Below are the data transfers when the worker has finished and sends the event. The "In..." operations are from the Flash Player in to the debugger, which is also where the data has >> at the start (and subsequent lines would also be 'in' until you see << which is where the debugger is sending data back to the Flash Player). Isolate 2 (the worker) is active at the start of this.

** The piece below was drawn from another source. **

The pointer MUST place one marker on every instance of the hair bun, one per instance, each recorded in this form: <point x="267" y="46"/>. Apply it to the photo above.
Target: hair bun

>>  04 00 00 00 3e 00 00 00 01 00 00 00 
InIsolate 1
    19 00 00 00 05 00 00 00 53 65 72 69 61 6c 69 7a 61 74 69 6f 6e 20 63 6f 6d 70 6c 65 74 65 64 2e 00 
InTrace: Serialization completed.
    01 00 00 00 05 00 00 00 00 
InTrace
    08 00 00 00 05 00 00 00 52 65 73 75 6c 74 3a 00 
InTrace: Result:
    01 00 00 00 05 00 00 00 00 
InTrace
    02 00 00 00 05 00 00 00 7b 00 
InTrace: {
    1d 00 00 00 05 00 00 00 20 20 20 20 22 66 69 65 6c 64 41 22 3a 20 22 48 65 6c 6c 6f 20 77 6f 72 6c 64 22 2c 00 
InTrace:     "fieldA": "Hello world",
    12 00 00 00 05 00 00 00 20 20 20 20 22 66 69 65 6c 64 42 22 3a 20 34 32 2c 00 
InTrace:     "fieldB": 42,
    40 00 00 00 05 00 00 00 20 20 20 20 22 66 69 65 6c 64 43 22 3a 20 22 41 20 70 72 65 74 74 79 20 6c 6f 6e 67 20 73 74 72 69 6e 67 20 74 68 61 74 20 73 68 6f 75 6c 64 20 74 61 6b 65 20 74 77 6f 20 6c 69 6e 65 73 22 00 
InTrace:     "fieldC": "A pretty long string that should take two lines"
    02 00 00 00 05 00 00 00 7d 00
InTrace: }
>>  04 00 00 00 3e 00 00 00 02 00 00 00 
InIsolate 2
    0a 00 00 00 2a 00 00 00 01 00 00 00 00 00 00 00 00 00
InSwfInfo
>>  04 00 00 00 3e 00 00 00 01 00 00 00 
InIsolate 1
    00 00 00 00 19 00 00 00
InProcessTags
<<  04 00 00 00 36 00 00 00 01 00 00 00 
OutSetActiveIsolate 1
    00 00 00 00 17 00 00 00
OutProcessedTags
>>  04 00 00 00 3e 00 00 00 02 00 00 00 
InIsolate 2
    04 00 00 00 3b 00 00 00 02 00 00 00
InIsolateExit 2
<<  0e 00 00 00 1b 00 00 00 63 61 6e 5f 74 65 72 6d 69 6e 61 74 65 00
OutGetOption: can_terminate
>>  04 00 00 00 3e 00 00 00 01 00 00 00 
InIsolate 1
    05 00 00 00 3d 00 00 00 01 00 00 00 01
InSetActiveIsolate 1 (changed)
>>  13 00 00 00 20 00 00 00 63 61 6e 5f 74 65 72 6d 69 6e 61 74 65 00 74 72 75 65 00
InOption: can_terminate: true
<<  01 00 00 00 0d 00 00 00 01
OutExit (terminate)
>>  00 00 00 00 19 00 00 00
InProcessTags
Socket has been closed

So this seems to be going okay: the "in" messages from the player give the final bits of trace from the main process (1), the debugger confirms that it had switched to the main process to display the traces, then the player says that isolate 2 (the worker) has quit... at which point the debugger is asking if we can terminate, the player sets the active isolate to 1 as that's the only one left now, and confirms that we can terminate (this is just an option i.e. capability) - and then the debugger sends an "exit" request, with that final 01 parameter which means the player should terminate rather than just disconnecting the debugger.

@joshtynjala I'm wondering whether you have a custom implementation of the debugger going on within the VSCode extension, are you able to check the behaviour here? Looking at the flex-sdk FDB code, this to me looks like something has called PlayerSession.terminate(), so it does the "can you terminate" query and if that returns a true, sends the "exit" request. In that app, it seems this would only be called from the DebugCLI.java file i.e. either something throws an exception during the execute() function, or this would have to be requested by the user.

Alternatively @Adolio if you ever see this when using FDB, please let me know..

Plus, please let me know if you need more details!

joshtynjala commented 4 days ago

@joshtynjala I'm wondering whether you have a custom implementation of the debugger going on within the VSCode extension, are you able to check the behaviour here? Looking at the flex-sdk FDB code, this to me looks like something has called PlayerSession.terminate(), so it does the "can you terminate" query and if that returns a true, sends the "exit" request. In that app, it seems this would only be called from the DebugCLI.java file i.e. either something throws an exception during the execute() function, or this would have to be requested by the user.

The vscode-swf-debug extension uses the SWF debugger from Apache Royale. I'll try to take a look at what it's doing when I have some time.